Elections delay NRZ recapitalisation

HARARE - National Railways of Zimbabwe (NRZ) has attributed its failure to finalise its $400 million recapitalisation deal on time due to the election season.

Zimbabwe has for the past months been engrossed to the July 30 harmonised election such that business in many sectors was grossly affected.

The rail transport parastatal was not spared as the much awaited recapitalisation deal to rehabilitate the company’s operations got delayed as a result.

NRZ public relations Nyasha Maravanyika told Southern News that all the processes on the deal were held back.

“We are still waiting for the $400 million recapitalisation deal which will cover the rehabilitation of infrastructure and equipment that includes telecommunication systems as well as modernisation of train control systems,” he said.

“The deal was supposed to have been finalised in July but we are now expecting it by end of year. The negotiations have already resumed, that is why we are saying we expect the financial closure of the deal before the end of the year,” he said.

NRZ is set to implement a rehabilitation programme of its infrastructure following the signing of a $400 million recapitalisation initiative between the parastatal and its investor, Diaspora Infrastructure Development Group (DIDG)/Transnet last year.

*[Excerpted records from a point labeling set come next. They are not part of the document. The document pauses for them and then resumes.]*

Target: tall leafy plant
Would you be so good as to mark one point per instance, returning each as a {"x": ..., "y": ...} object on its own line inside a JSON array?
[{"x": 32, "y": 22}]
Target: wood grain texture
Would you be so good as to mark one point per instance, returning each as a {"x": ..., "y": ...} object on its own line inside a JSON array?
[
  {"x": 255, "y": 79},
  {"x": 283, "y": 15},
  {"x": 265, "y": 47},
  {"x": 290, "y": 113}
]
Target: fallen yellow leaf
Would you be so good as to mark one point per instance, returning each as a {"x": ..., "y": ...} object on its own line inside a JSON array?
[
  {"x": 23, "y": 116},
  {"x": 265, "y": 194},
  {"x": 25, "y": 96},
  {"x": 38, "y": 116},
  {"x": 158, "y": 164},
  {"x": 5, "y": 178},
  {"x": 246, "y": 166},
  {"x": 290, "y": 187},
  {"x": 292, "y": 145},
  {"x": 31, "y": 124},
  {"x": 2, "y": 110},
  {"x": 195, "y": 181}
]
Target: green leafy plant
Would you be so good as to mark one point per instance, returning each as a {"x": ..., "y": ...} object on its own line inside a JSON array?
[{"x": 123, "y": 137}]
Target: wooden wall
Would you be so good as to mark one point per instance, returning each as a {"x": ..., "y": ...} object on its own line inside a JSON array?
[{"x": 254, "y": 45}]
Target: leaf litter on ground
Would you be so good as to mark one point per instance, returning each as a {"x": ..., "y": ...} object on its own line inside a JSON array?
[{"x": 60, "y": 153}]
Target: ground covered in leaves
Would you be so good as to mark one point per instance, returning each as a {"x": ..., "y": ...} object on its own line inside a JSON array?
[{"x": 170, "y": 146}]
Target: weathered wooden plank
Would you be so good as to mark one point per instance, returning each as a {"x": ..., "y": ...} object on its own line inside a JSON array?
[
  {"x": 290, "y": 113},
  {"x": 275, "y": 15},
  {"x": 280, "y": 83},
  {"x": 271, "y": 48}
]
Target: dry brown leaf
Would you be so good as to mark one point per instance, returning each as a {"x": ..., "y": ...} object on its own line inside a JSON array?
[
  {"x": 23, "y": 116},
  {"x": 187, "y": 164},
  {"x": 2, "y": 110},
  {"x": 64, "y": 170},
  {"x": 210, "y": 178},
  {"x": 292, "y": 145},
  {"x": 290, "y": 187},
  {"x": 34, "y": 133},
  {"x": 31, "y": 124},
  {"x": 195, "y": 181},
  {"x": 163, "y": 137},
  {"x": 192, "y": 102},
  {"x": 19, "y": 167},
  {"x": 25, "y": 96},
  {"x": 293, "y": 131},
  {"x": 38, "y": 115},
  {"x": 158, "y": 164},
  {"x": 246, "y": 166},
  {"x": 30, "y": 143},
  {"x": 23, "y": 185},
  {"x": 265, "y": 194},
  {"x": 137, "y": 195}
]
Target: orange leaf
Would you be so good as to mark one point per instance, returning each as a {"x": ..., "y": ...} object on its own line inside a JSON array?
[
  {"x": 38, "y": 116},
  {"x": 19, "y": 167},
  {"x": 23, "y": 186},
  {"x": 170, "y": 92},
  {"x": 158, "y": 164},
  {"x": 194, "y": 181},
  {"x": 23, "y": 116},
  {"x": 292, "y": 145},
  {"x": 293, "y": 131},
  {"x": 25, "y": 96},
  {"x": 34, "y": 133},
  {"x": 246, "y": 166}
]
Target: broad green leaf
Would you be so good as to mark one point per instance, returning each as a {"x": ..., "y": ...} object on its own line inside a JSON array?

Financial closure of the investment is set to pave way for repair and rehabilitation of infrastructure and equipment that includes telecommunication systems as well as modernisation of train control systems.

As part of an interim solution to capacitate NRZ, the parastatal early last year received the first batch of equipment comprising 150 wagons, seven locomotives and seven passenger coaches from DIDG/Transnet.

Operational capacity at NRZ had largely been impacted negatively by the unfavourable economic climate Zimbabwe was reeling under for close to two decades.

During its glory days in the 1990s, the strategic logistics company used to move 18 million tonnes of freight annually but the figure has plummeted to 3,1 million tonnes in 2017.